Modern learners must adapt and learn new skills faster than any time in history. According to the U.S. Bureau of Labor Statistics, the average time spent working in a single job is now only about four years. That number shrinks to two years or less in the top 10 tech companies. People are reinventing themselves more frequently than generations before and will have to do so many times in the course of their careers.
Also, it’s a mobile-first, remote, globally dispersed worker world, and learners are demanding training be available in the palm of their hands from anywhere. Add changing workforce demographics (Milennnials and Gen Z joining the workplace) to the mix and you see the fast changing shape of the modern learning landscape.
What to do now?
We have learned that L&D jobs matter more than ever in driving the goals of the business. And we know who our learners are and what they expect. The next challenge to address is conveying what we know (to some degree) to the rest of the organisation. Some quick tips to share the value and importance of training:
- Put on your sales hat. Become the champion of your own programmes and commit to selling the value of training as a competitive advantage.

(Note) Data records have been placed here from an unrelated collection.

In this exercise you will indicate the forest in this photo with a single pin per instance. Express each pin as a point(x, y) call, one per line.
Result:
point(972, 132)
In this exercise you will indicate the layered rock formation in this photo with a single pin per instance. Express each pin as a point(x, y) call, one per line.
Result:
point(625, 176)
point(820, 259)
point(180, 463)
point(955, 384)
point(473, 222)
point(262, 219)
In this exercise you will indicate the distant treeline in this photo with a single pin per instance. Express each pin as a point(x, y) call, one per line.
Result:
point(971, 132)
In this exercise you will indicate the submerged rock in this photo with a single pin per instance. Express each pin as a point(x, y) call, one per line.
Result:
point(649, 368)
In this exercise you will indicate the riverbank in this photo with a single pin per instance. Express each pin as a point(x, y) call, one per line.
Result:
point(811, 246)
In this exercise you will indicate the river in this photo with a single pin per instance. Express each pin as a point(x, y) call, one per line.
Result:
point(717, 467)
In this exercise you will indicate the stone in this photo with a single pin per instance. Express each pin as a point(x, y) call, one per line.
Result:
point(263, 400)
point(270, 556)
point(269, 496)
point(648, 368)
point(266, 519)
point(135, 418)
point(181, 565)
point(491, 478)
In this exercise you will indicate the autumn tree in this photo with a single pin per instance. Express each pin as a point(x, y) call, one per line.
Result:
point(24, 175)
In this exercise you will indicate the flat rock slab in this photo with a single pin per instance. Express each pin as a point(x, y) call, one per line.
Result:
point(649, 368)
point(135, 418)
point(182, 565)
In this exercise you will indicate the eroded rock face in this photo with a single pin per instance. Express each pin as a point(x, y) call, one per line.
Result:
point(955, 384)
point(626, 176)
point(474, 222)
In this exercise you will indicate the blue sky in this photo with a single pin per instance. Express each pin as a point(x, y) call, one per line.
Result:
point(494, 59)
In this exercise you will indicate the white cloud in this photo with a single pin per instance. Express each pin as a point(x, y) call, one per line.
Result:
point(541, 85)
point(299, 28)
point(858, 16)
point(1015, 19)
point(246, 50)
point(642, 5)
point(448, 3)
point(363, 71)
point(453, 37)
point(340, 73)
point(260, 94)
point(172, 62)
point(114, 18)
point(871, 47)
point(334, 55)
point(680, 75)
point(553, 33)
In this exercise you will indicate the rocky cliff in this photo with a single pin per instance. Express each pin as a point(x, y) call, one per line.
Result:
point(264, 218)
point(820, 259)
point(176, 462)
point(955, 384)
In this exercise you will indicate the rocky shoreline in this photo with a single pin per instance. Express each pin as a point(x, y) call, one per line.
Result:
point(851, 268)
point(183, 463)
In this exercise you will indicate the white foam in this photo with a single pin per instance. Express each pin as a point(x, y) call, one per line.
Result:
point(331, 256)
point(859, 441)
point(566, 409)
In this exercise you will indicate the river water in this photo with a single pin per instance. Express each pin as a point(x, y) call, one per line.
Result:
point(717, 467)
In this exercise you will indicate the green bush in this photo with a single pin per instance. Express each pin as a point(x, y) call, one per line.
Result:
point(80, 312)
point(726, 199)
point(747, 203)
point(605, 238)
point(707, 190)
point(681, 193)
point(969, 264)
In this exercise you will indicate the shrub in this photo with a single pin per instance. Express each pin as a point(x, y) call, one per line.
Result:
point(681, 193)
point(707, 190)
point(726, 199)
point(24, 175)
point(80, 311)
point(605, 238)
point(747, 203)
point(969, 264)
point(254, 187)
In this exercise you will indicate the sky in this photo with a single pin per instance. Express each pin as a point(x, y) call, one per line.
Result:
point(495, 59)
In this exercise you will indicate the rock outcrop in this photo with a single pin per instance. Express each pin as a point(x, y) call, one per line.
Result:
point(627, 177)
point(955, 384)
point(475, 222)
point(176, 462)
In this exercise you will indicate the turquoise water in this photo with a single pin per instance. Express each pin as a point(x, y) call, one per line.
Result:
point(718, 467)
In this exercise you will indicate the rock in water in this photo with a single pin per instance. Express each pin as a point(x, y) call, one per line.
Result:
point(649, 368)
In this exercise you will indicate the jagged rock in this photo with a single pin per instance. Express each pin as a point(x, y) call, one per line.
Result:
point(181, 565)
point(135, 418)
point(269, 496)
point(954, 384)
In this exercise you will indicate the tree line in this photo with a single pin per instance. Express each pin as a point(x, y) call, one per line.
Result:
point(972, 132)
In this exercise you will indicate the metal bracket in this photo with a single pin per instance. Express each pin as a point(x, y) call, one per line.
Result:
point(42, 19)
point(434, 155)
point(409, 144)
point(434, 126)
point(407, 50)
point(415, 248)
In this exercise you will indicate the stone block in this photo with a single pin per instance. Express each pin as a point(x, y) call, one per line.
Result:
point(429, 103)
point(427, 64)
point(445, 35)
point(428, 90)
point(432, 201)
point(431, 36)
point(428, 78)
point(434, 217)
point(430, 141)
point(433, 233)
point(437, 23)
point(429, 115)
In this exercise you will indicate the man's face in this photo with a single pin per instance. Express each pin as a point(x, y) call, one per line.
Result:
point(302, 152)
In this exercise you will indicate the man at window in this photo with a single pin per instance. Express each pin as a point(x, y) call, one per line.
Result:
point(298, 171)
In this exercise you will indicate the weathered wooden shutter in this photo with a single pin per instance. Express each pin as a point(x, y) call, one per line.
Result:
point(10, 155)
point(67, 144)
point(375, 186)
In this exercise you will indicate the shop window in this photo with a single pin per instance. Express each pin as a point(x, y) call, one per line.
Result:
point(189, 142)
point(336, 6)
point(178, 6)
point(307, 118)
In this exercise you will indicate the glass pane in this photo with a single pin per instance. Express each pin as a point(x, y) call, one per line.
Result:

- Meet with managers. Discuss the importance of leading by example and buying into the training vision. Without their support, you’re fighting an unwinnable uphill battle.
- Nurture these leaders. Get frontline leaders more involved in determining the training needs and potential skills gaps on their teams.
- Promote the value to individual contributors. A trickle-up approach can earn key advocates from within your team.
Work with team leads to set a baseline for what you plan to measure, whether that’s team or individual performance goals, or tracking skill sets that support larger company goals. The reporting functions in your learning management system will be your most valuable tool for measuring the outcomes that matter to your organisation. Again, be sure to get key stakeholder buy-in on what you’re tracking and why.
All the above is key to building a modern learning culture.